Metropolitan News-Enterprise

 

Monday, March 26, 2012

 

Page 3

 

Judge Grants Disclosure of Candidate’s Evaluations

 

By a MetNews Staff Writer

 

Personnel evaluations of a Los Angeles deputy district attorney are, under some circumstances, subject to disclosure under the California Public Records Act, a Los Angeles Superior Court judge has ruled.

In a decision Friday, Judge Ann I. Jones said the public interest outweighed any privacy objections that district attorney candidate Danette Meyers might have, particular since the evaluations were quite positive.

The litigation stemmed from a MetNews request that all deputy district attorneys running for the office’s top job consent to the release of their evaluations for the last three years, along with records of any disciplinary actions. After Meyers and fellow deputy Steve Ipsen declined, the newspaper made a CPRA request.

The District Attorney’s Office objecting, citing the act’s exemption for “unwarranted” invasion of privacy, leading to the writ petition. The MetNews withdrew its request with respect to Ipsen after he failed to return his nominating papers by the March 14 deadline.

Meyers did not respond to the writ petition, leaving the MetNews and the district attorney’s records custodian as the litigating parties.

Jones rejected the newspaper’s contention that the public interest in knowing about the discipline and recent performance of district attorney candidates necessarily outweighs any asserted privacy interest of the individual candidate.
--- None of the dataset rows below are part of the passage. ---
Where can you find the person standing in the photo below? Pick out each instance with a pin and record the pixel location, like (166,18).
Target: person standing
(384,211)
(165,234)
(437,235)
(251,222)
Instead, the jurist conducted an in camera inspection of Meyers’ personnel file and employed a balancing test.

The standard for balancing the interests, the judge said, is “how probative the information was on the question of [the candidate’s] qualifications for office against how damaging the information actually is to the interests of the office and public in candid evaluations, and the privacy interests of the candidate herself.”

Based on that review, Jones said, there was nothing in Meyers’ file that “could be expected to chill the frank and candid evaluation of deputy district attorneys by their supervisors” or that would embarrass her personally. The reviews, the judge said, were “stellar.”

Meyers did not return a call requesting comment.